Si sono concluse proprio in questi giorni di fine luglio le attività del Piano Estate 2026, un percorso che ha visto la scuola trasformarsi per due settimane in un laboratorio a cielo aperto. L'iniziativa non ha puntato solo al recupero delle competenze scolastiche, ma ha messo al centro il benessere relazionale, la manualità e il gioco di gruppo, offrendo alle famiglie un punto di riferimento educativo fondamentale durante la pausa estiva.

Danza, manualità e inclusione

Il programma delle attività è stato pensato per stimolare la partecipazione attiva degli alunni. Tra i momenti più apprezzati dai partecipanti spiccano i laboratori di manualità, dove i bambini hanno potuto sperimentare tecniche creative diverse, e le sessioni di danza, che hanno permesso di esplorare nuove forme di espressione corporea. Non sono mancati i giochi d'acqua, un classico intramontabile per combattere il caldo di luglio, che hanno contribuito a creare un clima di festa e spensieratezza.

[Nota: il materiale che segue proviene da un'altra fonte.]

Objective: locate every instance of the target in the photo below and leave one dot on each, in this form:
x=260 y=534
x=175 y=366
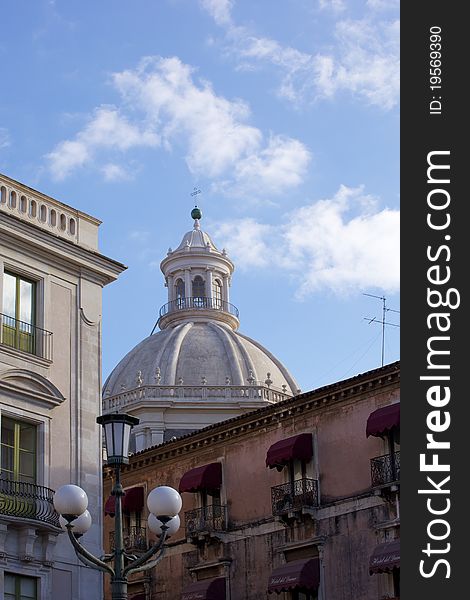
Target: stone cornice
x=41 y=196
x=18 y=233
x=325 y=397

Il valore aggiunto di questo progetto risiede nella sua natura inclusiva: le attività sono state progettate per coinvolgere tutti, valorizzando le attitudini di ogni studente in un contesto protetto e stimolante. Il successo dell'iniziativa è il risultato di una sinergia che ha visto collaborare docenti, personale scolastico e un esperto esterno, la cui presenza ha arricchito l'offerta formativa con competenze specifiche.

Una scuola aperta al territorio

L'esperienza di Casaletto conferma quanto il Piano Estate sia diventato, negli anni, una risorsa preziosa per le comunità locali. Aprire le porte della “Ines Nespoli” significa riconoscere la scuola non solo come luogo di apprendimento disciplinare, ma come un centro civico vitale. La partecipazione attiva della comunità ha giocato un ruolo chiave: il coinvolgimento di diverse figure professionali e la risposta entusiasta delle famiglie testimoniano la necessità di spazi educativi che non si fermino al termine dell'anno scolastico ufficiale.

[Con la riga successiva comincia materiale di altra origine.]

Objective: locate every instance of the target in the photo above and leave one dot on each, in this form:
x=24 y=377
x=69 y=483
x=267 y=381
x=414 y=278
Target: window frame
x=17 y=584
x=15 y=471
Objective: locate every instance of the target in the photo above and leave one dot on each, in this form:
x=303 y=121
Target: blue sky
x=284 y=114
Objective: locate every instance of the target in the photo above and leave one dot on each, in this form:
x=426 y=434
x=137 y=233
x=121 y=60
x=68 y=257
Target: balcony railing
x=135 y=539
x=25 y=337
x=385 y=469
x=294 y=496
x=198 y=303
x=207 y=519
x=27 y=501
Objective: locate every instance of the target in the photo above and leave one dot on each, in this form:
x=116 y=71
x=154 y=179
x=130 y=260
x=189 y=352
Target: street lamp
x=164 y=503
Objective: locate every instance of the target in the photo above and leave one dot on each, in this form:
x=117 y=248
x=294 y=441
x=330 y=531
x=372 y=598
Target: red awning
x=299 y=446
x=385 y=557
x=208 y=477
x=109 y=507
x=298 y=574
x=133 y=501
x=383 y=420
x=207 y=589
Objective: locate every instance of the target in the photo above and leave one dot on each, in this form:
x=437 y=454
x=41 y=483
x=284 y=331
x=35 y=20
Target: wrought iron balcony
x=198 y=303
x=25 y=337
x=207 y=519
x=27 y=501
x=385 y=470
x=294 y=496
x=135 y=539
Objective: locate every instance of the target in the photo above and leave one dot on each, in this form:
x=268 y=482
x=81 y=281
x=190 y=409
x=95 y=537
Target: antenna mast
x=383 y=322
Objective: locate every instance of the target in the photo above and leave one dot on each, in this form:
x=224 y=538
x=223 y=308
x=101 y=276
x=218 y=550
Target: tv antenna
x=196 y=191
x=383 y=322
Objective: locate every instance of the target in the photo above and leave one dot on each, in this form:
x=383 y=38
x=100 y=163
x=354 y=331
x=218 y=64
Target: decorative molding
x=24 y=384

Per gli alunni, queste due settimane non hanno rappresentato un prolungamento dell'impegno sui libri, ma un'occasione per vivere la scuola in una veste inedita, all'insegna della condivisione e del divertimento. Un modello, quello sperimentato a Casaletto, che guarda al futuro della didattica come un ecosistema aperto, capace di adattarsi ai bisogni dei ragazzi e dei genitori durante tutto l'anno.

Con la chiusura di questa parentesi estiva, si conclude un ciclo di attività che lascia in dote ai partecipanti nuove amicizie e un ricordo positivo dell'ambiente scolastico, pronto a ripartire con rinnovata energia il prossimo settembre.